I experience this issue on Windows and had not the chance to give it a try on macOS. I suspect this is only relevant to Windows.
Expected behavior
The overhead in deploying a function on multiple cores should remain limited.
Reproduce example
Consider the following (lengthy) example, where I apply identity() to a large list of characters.

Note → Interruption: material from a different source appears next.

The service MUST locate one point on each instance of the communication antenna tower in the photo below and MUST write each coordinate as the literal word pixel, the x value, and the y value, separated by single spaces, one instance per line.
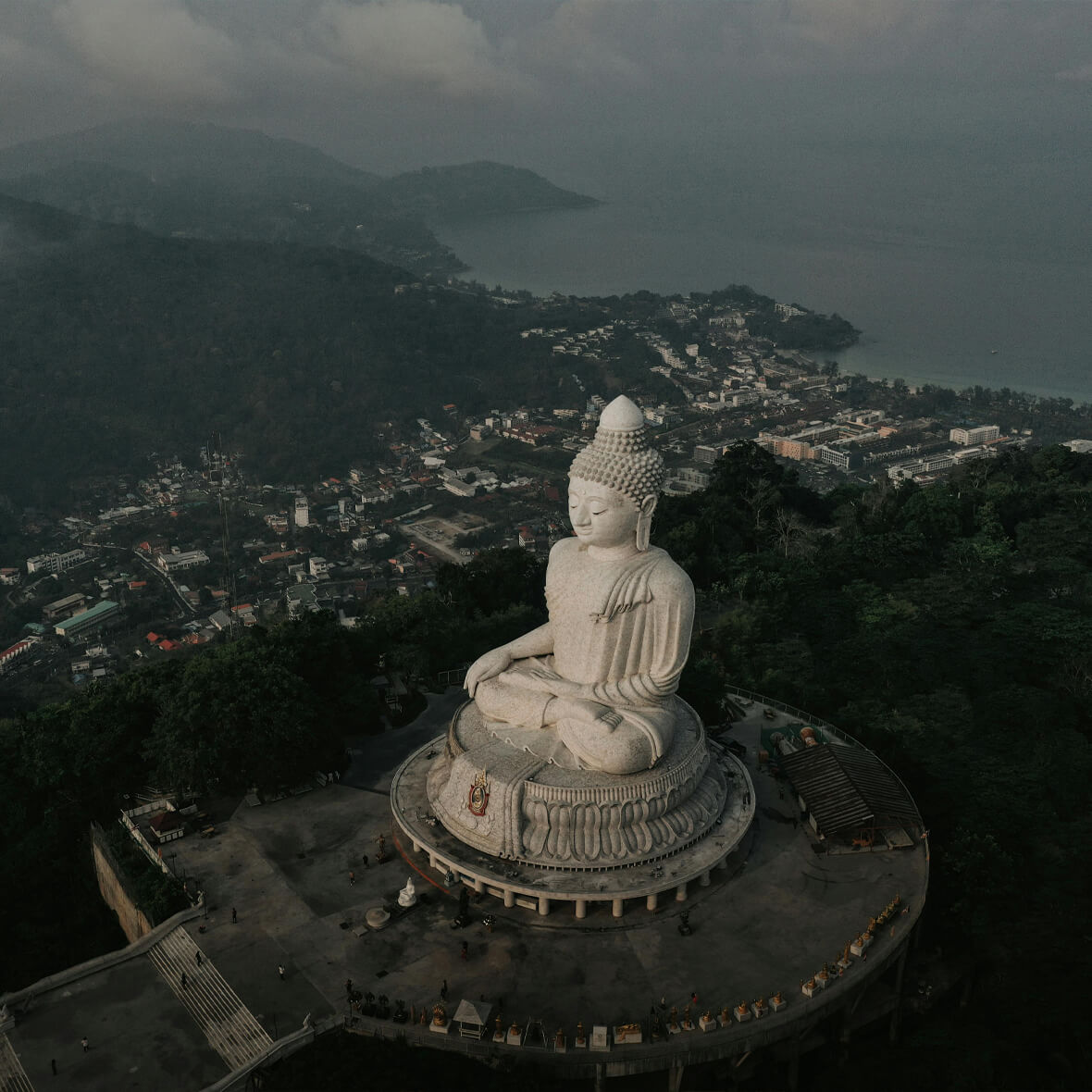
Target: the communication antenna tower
pixel 217 477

long_characters <- setNames(replicate(
10000,
paste0(c(letters, rep(" ", 10))[
sample.int(length(letters) + 1, 5000, replace = TRUE)],
collapse = ""),
simplify = FALSE
), paste0("element", 1:10000))
object.size(long_characters) |> format("Mb")
## [1] "49.5 Mb"
some_function1 <- function(x) {
identity(x)
}
some_function2 <- function(x) {
future_lapply(x, function(y) {
identity(y)
})
}The second function is nesting 'future_lapply' and this appears to have important implications regarding the parallel processing overhead. I quickly benchmark the functions for a sequential backend.
library(future)
library(future.apply)
library(foreach); library(doFuture); registerDoFuture()
plan(sequential)
benchmark <- bench::mark(
`1` = future_lapply(long_characters, identity),
`2` = future_lapply(long_characters, some_function1),
`3` = some_function2(long_characters),
`4` = foreach(x = long_characters, .final = function(x) setNames(x, names(long_characters))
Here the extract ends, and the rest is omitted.